Christ: the end of the law?

Christ is the culmination of the Law… Rom 10:4 (niv)

What does this rather vocative phrase from Romans 10:4 mean? What relationship between Christ and the Law is Paul envisioning at this point in his letter to the Roman church?

To help answer this question it can be helpful to read Romans 10:2-4 alongside Romans 3:20-22. *This suggestion is from Lionel Windsor. You can find a more detailed blog here.

The Law's purpose (as Romans 10:4 describes it) was to point beyond itself to Jesus as the only one who could actually establish God’s righteousness.

Jesus isn't the "end" of the law in the sense of declaring its irrelevance or his being an updated version of it; Law 2.0, so to speak. Jesus isn’t the culmination of the Law simply in that he perfectly embodied it himself.
In witnessing to Israel’s sin (Rom 7:7) the Law (along with the prophets) had always borne witness to the fact that God’s righteousness would be revealed only through faith.

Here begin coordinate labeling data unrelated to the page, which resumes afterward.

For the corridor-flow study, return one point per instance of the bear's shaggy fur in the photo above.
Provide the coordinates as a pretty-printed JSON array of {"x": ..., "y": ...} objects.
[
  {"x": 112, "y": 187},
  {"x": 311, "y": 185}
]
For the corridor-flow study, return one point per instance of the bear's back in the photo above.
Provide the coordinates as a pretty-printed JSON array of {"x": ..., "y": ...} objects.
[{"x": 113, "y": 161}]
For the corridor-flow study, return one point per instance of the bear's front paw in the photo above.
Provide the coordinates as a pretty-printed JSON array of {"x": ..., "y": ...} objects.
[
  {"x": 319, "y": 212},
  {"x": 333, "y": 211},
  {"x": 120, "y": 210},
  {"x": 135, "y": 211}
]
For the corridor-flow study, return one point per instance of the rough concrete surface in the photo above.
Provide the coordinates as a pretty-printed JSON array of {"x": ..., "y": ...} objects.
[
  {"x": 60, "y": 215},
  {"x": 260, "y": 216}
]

Jesus is the end or culmination of the law in the sense that he’s the one the Law (and the prophets) had been directing Israel's attention to all along; the one through whom the gift of God’s Righteousness is graciously given.

This is not to imply that Romans 10:4 is everything that the scriptures (nor Paul himself) have to say about the Law. Yet hopefully, this helps us grasp something of Paul’s meaning at this particular point in Romans’ flow of thought.